Can any Hibernian tell me if these details -- including the pronunciation (taken from two different articles on Irish pronunciation) -- are correct?

Thanks.

P.S.

A failure to reply to this post makes it my last and you a bunch of unimaginative namby-pambies (as I have already explained, Kim was a work of Kaufmanesque comedic art, created for your amusement).

Quote:

Coiste Bodhar noun

Pronunci.  CUSH-cheh BOU-uhr

also known as the coach-a-bower or death coach: a medieval superstition common in various parts of Ireland, England and Whales that to see a driverless coach at night was a sign of impending death. On its death errand the Coiste Bodhar—sometimes said to accompany the banshee—is drawn by six black horses, and before it all gates fly open, however securely they are locked.
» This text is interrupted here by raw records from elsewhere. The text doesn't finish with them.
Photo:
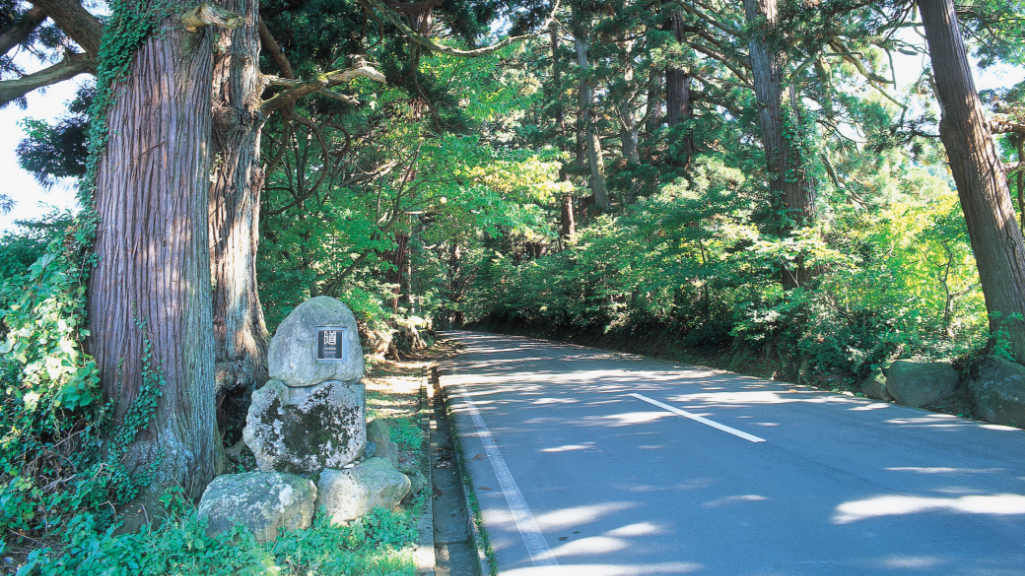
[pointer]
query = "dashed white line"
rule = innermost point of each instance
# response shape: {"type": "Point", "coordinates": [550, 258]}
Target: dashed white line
{"type": "Point", "coordinates": [537, 546]}
{"type": "Point", "coordinates": [696, 418]}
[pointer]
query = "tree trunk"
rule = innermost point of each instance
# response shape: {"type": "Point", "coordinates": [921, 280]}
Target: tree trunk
{"type": "Point", "coordinates": [678, 94]}
{"type": "Point", "coordinates": [240, 333]}
{"type": "Point", "coordinates": [455, 287]}
{"type": "Point", "coordinates": [399, 262]}
{"type": "Point", "coordinates": [982, 184]}
{"type": "Point", "coordinates": [654, 101]}
{"type": "Point", "coordinates": [787, 186]}
{"type": "Point", "coordinates": [593, 145]}
{"type": "Point", "coordinates": [154, 253]}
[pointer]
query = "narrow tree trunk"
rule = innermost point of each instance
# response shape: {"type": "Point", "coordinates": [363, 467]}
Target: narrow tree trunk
{"type": "Point", "coordinates": [568, 228]}
{"type": "Point", "coordinates": [240, 332]}
{"type": "Point", "coordinates": [154, 260]}
{"type": "Point", "coordinates": [787, 187]}
{"type": "Point", "coordinates": [399, 262]}
{"type": "Point", "coordinates": [678, 93]}
{"type": "Point", "coordinates": [455, 287]}
{"type": "Point", "coordinates": [982, 184]}
{"type": "Point", "coordinates": [568, 221]}
{"type": "Point", "coordinates": [593, 145]}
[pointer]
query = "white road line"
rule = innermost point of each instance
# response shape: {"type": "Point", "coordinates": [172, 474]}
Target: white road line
{"type": "Point", "coordinates": [696, 418]}
{"type": "Point", "coordinates": [537, 546]}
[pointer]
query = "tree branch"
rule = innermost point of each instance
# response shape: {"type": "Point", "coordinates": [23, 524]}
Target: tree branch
{"type": "Point", "coordinates": [76, 22]}
{"type": "Point", "coordinates": [21, 31]}
{"type": "Point", "coordinates": [427, 43]}
{"type": "Point", "coordinates": [278, 81]}
{"type": "Point", "coordinates": [413, 8]}
{"type": "Point", "coordinates": [1014, 168]}
{"type": "Point", "coordinates": [73, 65]}
{"type": "Point", "coordinates": [273, 48]}
{"type": "Point", "coordinates": [997, 126]}
{"type": "Point", "coordinates": [320, 83]}
{"type": "Point", "coordinates": [209, 14]}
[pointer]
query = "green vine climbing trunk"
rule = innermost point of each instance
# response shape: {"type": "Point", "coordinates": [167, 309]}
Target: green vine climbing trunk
{"type": "Point", "coordinates": [240, 333]}
{"type": "Point", "coordinates": [152, 279]}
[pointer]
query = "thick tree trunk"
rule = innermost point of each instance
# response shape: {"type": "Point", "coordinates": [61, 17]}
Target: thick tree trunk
{"type": "Point", "coordinates": [654, 101]}
{"type": "Point", "coordinates": [678, 93]}
{"type": "Point", "coordinates": [982, 184]}
{"type": "Point", "coordinates": [240, 332]}
{"type": "Point", "coordinates": [593, 145]}
{"type": "Point", "coordinates": [567, 223]}
{"type": "Point", "coordinates": [154, 253]}
{"type": "Point", "coordinates": [787, 186]}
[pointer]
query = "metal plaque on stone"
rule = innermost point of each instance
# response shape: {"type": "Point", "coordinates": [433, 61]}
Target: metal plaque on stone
{"type": "Point", "coordinates": [330, 343]}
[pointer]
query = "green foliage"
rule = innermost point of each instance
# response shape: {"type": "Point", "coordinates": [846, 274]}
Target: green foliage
{"type": "Point", "coordinates": [63, 453]}
{"type": "Point", "coordinates": [375, 544]}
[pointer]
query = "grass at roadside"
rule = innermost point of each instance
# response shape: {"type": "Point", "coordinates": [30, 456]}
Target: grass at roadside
{"type": "Point", "coordinates": [381, 543]}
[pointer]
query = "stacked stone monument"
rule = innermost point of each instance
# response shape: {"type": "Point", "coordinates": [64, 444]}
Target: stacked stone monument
{"type": "Point", "coordinates": [309, 419]}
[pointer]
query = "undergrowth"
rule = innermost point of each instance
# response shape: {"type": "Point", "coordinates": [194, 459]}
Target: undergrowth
{"type": "Point", "coordinates": [375, 544]}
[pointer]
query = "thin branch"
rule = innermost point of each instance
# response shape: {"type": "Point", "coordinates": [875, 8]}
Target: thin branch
{"type": "Point", "coordinates": [22, 30]}
{"type": "Point", "coordinates": [76, 22]}
{"type": "Point", "coordinates": [997, 126]}
{"type": "Point", "coordinates": [320, 83]}
{"type": "Point", "coordinates": [1014, 168]}
{"type": "Point", "coordinates": [273, 48]}
{"type": "Point", "coordinates": [73, 65]}
{"type": "Point", "coordinates": [427, 43]}
{"type": "Point", "coordinates": [209, 14]}
{"type": "Point", "coordinates": [278, 81]}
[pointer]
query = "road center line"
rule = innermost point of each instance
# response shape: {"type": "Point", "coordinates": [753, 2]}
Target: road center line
{"type": "Point", "coordinates": [537, 546]}
{"type": "Point", "coordinates": [696, 418]}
In some version the coach is driven by a headless coachman known as a dullahan, in others the horses themselves are headless. It is also said the Coiste Bodhar leaves a trail of burning hedges, and that a pail of blood is thrown in the face of anyone intrepid enough to open the coach door.

ORIGIN coach-a-bower from Irish coiste ‘coach’ and bodhar ‘deaf’ or ‘silent’ but also ‘to deafen’.